A. The RUP Methodology
RUP (Rational Unified Process) is a software development
methodology that is object-oriented. It is responsible for
establishing the bases, templates and examples for each of the
aspects and phases of software development. Furthermore, it
combines aspects of the development process (such as defined
phases [15], techniques and practices) with other development
components (such as documents, models and manuals) within
a unified framework.
This methodology is one of the most widespread and
well-known among software development companies. It is
based on the Unified Modeling Language (UML) and is
characterized by being iterative and incremental, focused on
architecture and guided by use cases [16]. Likewise, the goal of
this methodology is to develop high-quality software, capable
of meeting the needs of customers, within the costs and
schedules planned for the project [17].
Having mentioned all of the above, the scheme of the RUP
methodology can be seen in Fig. 1.
B. Phases of the RUP Methodology
The RUP methodology consists of four development
phases, within which several iterations are carried out in order
to satisfy defined criteria before embarking on another phase.
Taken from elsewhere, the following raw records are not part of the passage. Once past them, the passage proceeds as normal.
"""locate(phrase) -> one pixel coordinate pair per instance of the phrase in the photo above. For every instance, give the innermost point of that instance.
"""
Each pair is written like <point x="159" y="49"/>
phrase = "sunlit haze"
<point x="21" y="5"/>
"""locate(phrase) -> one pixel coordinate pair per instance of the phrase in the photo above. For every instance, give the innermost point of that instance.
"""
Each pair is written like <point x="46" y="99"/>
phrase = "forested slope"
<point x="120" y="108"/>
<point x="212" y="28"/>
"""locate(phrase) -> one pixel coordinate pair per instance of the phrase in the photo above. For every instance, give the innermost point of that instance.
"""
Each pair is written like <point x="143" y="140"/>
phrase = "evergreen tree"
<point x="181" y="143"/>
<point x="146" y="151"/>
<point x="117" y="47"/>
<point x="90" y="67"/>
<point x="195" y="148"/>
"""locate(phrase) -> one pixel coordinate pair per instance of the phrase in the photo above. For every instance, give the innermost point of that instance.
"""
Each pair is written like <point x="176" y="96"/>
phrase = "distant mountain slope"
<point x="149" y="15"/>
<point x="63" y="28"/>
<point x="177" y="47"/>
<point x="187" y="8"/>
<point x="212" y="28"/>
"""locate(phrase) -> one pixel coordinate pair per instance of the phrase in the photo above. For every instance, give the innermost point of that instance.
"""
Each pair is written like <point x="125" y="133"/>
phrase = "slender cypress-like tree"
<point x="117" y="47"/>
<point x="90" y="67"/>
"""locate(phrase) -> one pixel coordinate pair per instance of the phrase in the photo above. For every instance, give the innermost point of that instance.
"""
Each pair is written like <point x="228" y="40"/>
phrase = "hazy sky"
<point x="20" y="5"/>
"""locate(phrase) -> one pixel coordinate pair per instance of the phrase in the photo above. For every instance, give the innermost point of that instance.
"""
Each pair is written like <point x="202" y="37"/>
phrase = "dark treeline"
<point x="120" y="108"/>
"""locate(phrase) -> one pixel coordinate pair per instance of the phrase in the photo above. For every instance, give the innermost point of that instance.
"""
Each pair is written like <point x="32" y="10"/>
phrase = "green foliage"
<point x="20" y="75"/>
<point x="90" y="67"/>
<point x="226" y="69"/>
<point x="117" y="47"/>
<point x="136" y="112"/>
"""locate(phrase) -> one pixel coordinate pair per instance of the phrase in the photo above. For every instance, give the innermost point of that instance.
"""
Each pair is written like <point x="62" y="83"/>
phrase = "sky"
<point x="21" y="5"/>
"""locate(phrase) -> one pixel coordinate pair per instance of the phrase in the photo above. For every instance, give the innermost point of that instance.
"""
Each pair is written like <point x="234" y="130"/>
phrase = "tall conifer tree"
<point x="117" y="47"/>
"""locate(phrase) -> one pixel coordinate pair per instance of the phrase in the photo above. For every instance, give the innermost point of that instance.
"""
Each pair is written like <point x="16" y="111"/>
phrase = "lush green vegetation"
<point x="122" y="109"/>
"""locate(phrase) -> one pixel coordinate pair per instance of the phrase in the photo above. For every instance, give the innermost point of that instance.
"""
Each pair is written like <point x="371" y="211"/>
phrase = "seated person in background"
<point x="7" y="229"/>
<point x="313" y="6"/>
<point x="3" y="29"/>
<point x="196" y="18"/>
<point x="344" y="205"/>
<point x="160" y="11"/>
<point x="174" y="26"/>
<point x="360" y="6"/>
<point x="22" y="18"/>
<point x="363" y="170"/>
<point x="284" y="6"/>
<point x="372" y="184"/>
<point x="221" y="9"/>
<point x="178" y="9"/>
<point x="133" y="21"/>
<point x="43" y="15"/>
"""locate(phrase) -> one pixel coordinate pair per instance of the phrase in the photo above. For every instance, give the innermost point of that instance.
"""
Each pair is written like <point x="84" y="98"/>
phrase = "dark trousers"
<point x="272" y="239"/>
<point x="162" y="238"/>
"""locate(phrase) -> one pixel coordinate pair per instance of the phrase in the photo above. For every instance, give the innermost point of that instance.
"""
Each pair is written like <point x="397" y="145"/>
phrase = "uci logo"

In other words, if we want to advance to the second phase of
the RUP methodology, we first have to meet all the criteria
established in its first phase.
1) Inception Phase: This first phase is very short and
focuses on achieving the feasibility of the project. To do this, it
is necessary to establish the scope, identify current and future
risks, propose an overview of the software architecture and
develop the plan for phases and subsequent iterations with
customers or stakeholders.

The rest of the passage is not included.